Bryan West, a teaching artist with the Arts Council, designed a vibrant, pop-culture inspired Census poster inspired from old lucha libre [Mexican freestyle wrestling] trading cards and colorful luchador masks.
“This was a really exciting project to work on,” he said. “Often when you are creating designs for a social cause or civic duty there is a desire to make everything look plain or ‘official.’”
The Arts Council on Sept. 11 announced in a press release that the Census posters, which were created in English and Spanish, were installed in bus shelters, county buses and will be displayed in storefronts, local schools and businesses through the end of September.
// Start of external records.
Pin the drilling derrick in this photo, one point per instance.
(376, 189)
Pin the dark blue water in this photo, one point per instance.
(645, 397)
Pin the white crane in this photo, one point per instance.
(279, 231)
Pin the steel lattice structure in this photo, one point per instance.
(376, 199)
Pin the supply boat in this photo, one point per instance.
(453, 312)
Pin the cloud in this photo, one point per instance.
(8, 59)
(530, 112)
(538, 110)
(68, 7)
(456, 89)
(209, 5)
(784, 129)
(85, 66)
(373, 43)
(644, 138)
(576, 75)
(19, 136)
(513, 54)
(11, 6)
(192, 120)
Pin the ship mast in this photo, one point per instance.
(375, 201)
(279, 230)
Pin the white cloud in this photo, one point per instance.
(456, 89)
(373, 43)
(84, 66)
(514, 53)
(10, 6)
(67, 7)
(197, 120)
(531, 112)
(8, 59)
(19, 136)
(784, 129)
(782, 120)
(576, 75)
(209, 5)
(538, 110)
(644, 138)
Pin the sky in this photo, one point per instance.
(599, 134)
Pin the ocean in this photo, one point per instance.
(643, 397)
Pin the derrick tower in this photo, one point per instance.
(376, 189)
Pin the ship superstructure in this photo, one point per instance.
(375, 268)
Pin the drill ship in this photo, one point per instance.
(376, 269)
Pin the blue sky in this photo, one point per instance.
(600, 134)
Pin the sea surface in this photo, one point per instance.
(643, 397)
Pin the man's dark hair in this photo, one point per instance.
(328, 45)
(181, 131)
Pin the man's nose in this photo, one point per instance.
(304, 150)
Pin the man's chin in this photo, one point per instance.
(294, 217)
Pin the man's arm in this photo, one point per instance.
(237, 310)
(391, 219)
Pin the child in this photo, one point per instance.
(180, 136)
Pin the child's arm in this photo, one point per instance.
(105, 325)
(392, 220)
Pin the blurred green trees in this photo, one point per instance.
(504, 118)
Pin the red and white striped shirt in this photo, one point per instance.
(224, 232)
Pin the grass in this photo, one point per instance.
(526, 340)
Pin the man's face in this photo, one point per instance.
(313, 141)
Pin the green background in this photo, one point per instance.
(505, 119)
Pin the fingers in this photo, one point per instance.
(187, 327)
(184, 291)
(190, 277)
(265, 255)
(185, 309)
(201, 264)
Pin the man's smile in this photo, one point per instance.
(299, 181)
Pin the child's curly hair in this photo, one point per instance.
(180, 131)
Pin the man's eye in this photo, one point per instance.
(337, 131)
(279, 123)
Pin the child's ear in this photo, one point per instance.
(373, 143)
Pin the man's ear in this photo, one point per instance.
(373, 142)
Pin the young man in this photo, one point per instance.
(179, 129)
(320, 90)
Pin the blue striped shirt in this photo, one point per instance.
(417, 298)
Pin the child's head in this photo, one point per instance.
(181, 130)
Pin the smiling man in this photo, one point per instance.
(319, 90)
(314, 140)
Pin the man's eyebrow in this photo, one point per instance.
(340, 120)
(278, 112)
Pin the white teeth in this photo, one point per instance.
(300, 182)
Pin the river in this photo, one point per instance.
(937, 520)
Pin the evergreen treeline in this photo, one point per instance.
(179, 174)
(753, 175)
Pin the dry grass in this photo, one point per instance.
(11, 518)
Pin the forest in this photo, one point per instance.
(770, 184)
The posters were paid for with funding from the California Complete Count-Census 2020.
The Arts Council, in coordination with Youth Alliance, Community Foundation for San Benito and County of San Benito, came up with the idea for the poster to encourage local residents, especially hard-to-count communities, to participate in the 2020 Census by Sept. 30.
“I appreciate that San Benito County, The Arts Council, Youth Alliance and Community Foundation wanted something more dynamic and playful,” West said. “The open-ended nature of this project freed me to create something that I really think will get people’s attention and hopefully motivate them to take action.”
Jennifer Laine, executive director at the San Benito County Arts Council, said in the press release that they noticed different arts-based activities that were taking place in other communities. She said San Benito County and nonprofit leaders got together to brainstorm opportunities to bring awareness with the goal of encouraging residents to fill out the Census before it’s too late.
An undercount of the population would have far-reaching consequences for San Benito County, according to Laine. She said every individual not counted can have an impact of $2,000 per year in lost resources; over a 10-year span that would be $20,000 for each individual not counted.
“The count needs to be accurate to display who we are, what we look like and what our needs are as these are a key factor in defining the distribution of resources to our country,” Laine said.
Local residents can go on the internet at my2020census.gov or call 1-844-330-2020 to get started. Those who prefer by mail can do so if they received a paper form.
The form asks for a name, address, sex, race and age and by law the responses to the census can’t be shared with any other government agencies, according to Laine. The responses cannot be used for law enforcement purposes and to determine eligibility for government benefits.
Census information can’t be shared with landlords, credit agencies and they will not ask about citizenship status, which means none of the information is shared with immigration enforcement.
Laine mentioned key points such as how the Census can define how many congressional seats are apportioned, how state and federal dollars are dispersed, redistricting and where businesses chose to open new stores.
Census data also informs billions of dollars in funding for essential programs like Head Start, childcare and nutrition programs, mental health programs, education and healthcare, parks and roads.
“The 2020 Census is so much more than just a head count,” Laine said. “It’s an opportunity for San Benito County to be counted.”